Shares of Vancouver-based clinical-stage pharmaceuticals company Algernon Pharmaceuticals Inc. (CSE: AGN) jumped 2.5 cents on 1.49 million shares on Wednesday after announcing it had submitted an application to Health Canada for a phase 2b/3 trial for a COVID-19-related therapy.
According to the release, the prospective trial will help determine whether Algernon's Ifenprodil drug "can improve clinical symptoms and reduce the number of COVID-19 infected patients from progressing to mechanical ventilation with intubation and death."
Ifendril, also known as NP-120 affects, receptors in nerve cells to inhibit glutamate signalling. The company says this theoretically reduces the flood of T-cells and neutrophils—two types of white blood cells—into the lungs where they can release glutamate and cytokines, causing the "cytokine storm" that can lead to death in COVID-19 patients.

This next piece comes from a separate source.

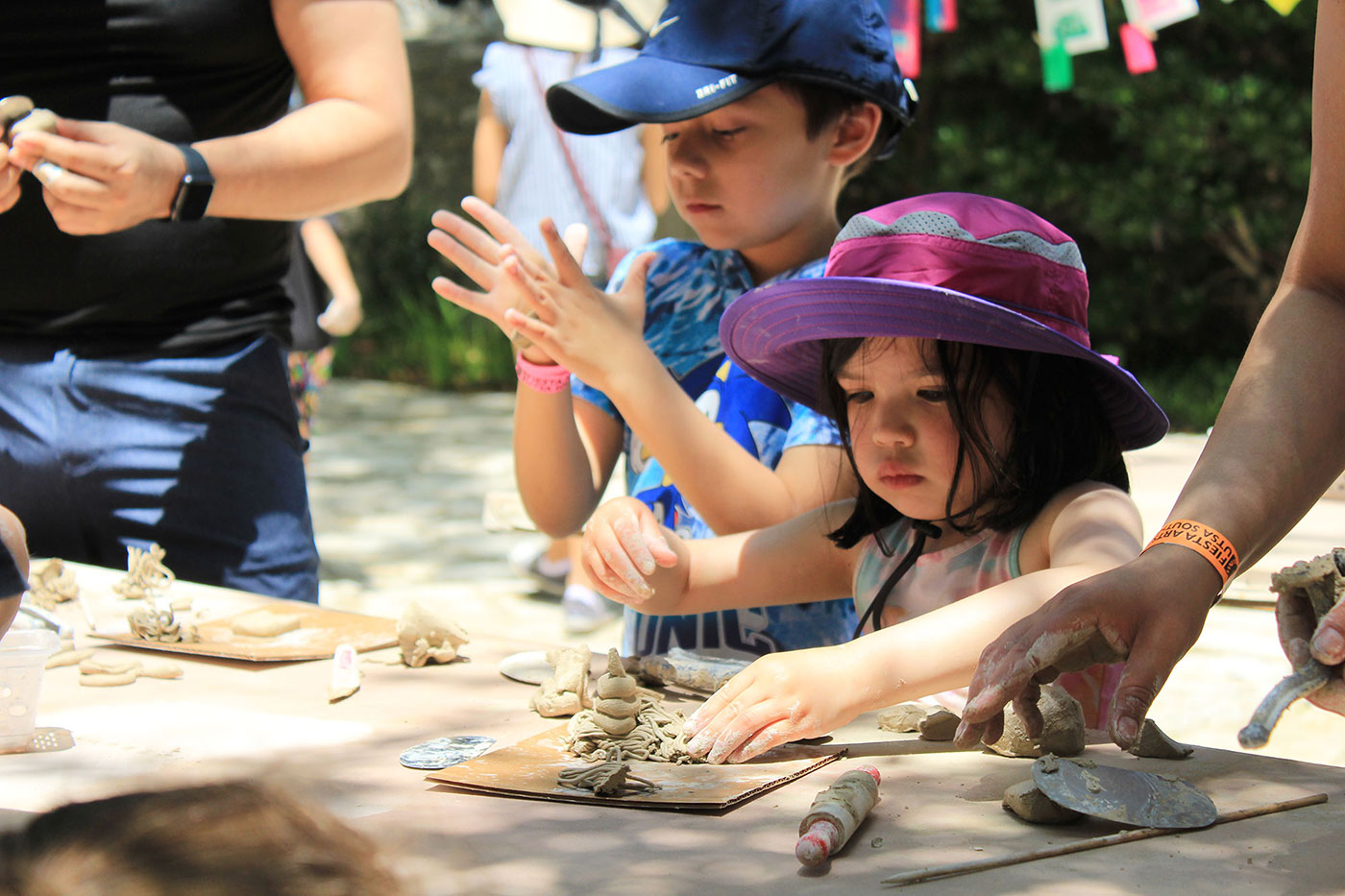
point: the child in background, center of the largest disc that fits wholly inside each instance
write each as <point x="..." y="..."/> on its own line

Algernon takes drugs approved outside the US and Europe and works to repurpose them for other disease applications. The company was already planning to conduct trials on Ifendril for fibrosis and chronic cough back in December but has pivoted amid the pandemic.
Prior to its first announcement that it would be looking at Ifendril to treat COVID-19 back in early March, Algernon shares were trading at just 9 cents. Since then, they've increased all the way to 45.5 cents, buoyed by promising feedback from the US Food and Drug Administration and Health Canada.